You’re talking specifics about the approach of the cinematography and directing. That’s well and good and all, but in the larger discussion of people talking about whether or not it looks ‘cheap’ in comparison to the films, I think the budgetary information is a necessary disclaimer (whether it’s pertinent to your particular argument or not).
Yeah, I still don’t agree with this argument. I’ve seen garbage craft in horrendously expensive films, just as I’ve seen breathtaking cinematography in films made on the cheap - way cheaper than The Mandalorian’s budget per episode. And I do think the approach (division of work, if you will) does matter.
To be sure, there are some great looking shows (whether your talking about the mere production values or quality of the execution). But again, something like Mr. Robot would be apples and oranges to a show set in the Star Wars universe when it comes to my point, the budgetary limitations.

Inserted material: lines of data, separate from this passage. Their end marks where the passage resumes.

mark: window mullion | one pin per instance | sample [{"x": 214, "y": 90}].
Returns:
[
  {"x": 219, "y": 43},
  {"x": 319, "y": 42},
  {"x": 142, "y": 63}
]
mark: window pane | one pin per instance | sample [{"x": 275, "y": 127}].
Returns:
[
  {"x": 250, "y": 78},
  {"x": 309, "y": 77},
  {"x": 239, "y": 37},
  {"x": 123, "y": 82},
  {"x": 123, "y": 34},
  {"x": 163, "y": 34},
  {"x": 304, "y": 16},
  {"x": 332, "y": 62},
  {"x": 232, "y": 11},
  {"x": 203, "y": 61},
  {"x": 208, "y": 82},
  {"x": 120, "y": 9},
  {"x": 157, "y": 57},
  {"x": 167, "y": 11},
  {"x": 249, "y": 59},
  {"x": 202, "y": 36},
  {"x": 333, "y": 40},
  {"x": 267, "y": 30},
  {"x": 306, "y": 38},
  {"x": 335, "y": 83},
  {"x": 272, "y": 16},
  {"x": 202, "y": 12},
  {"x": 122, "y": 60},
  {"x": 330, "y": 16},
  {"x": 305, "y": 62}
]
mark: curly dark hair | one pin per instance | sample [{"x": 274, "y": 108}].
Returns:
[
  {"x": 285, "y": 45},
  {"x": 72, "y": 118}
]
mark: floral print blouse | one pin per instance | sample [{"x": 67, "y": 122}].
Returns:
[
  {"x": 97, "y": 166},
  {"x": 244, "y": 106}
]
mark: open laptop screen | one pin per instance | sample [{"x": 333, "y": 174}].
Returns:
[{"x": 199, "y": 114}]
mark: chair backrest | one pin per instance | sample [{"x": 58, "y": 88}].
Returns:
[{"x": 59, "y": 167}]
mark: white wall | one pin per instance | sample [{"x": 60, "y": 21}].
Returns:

Yeah, if they made this show on a sitcom budget the CGI wouldn’t be there, but I’d still argue that it doesn’t matter in the context of knowing where to put the camera, or how to frame a shot to tell your story.
When you break it all down, it’s really just shooting drama we’re talking about. I’m a romantic this way, I guess 😃
Not that The Mandalorian is the worst thing ever or anything, mind you. Agree to disagree, either way.
You continue to argue your own argument separate from what I’m saying. There’s a lot of factors that go into how a film or TV show ‘looks.’ Cinematography is but one of those elements.
Obviously the approach is tied in with the budget. There are ways to manage on a shoestring budget. But the approach here is trying to follow the films, and that has an expensive appetite. We’re talking about an episode that visits multiple planets featuring exotic locales with sweeping landscape shots, dozens of sets, hundreds of extras and costumes, ship and speeder effects, CGI and puppeted creatures, and a prominent performance by a CG character.
I don’t know how many times I have to say that we’re talking about two different things. I am not merely discussing the directing/cinematography, I’m talking about the whole picture.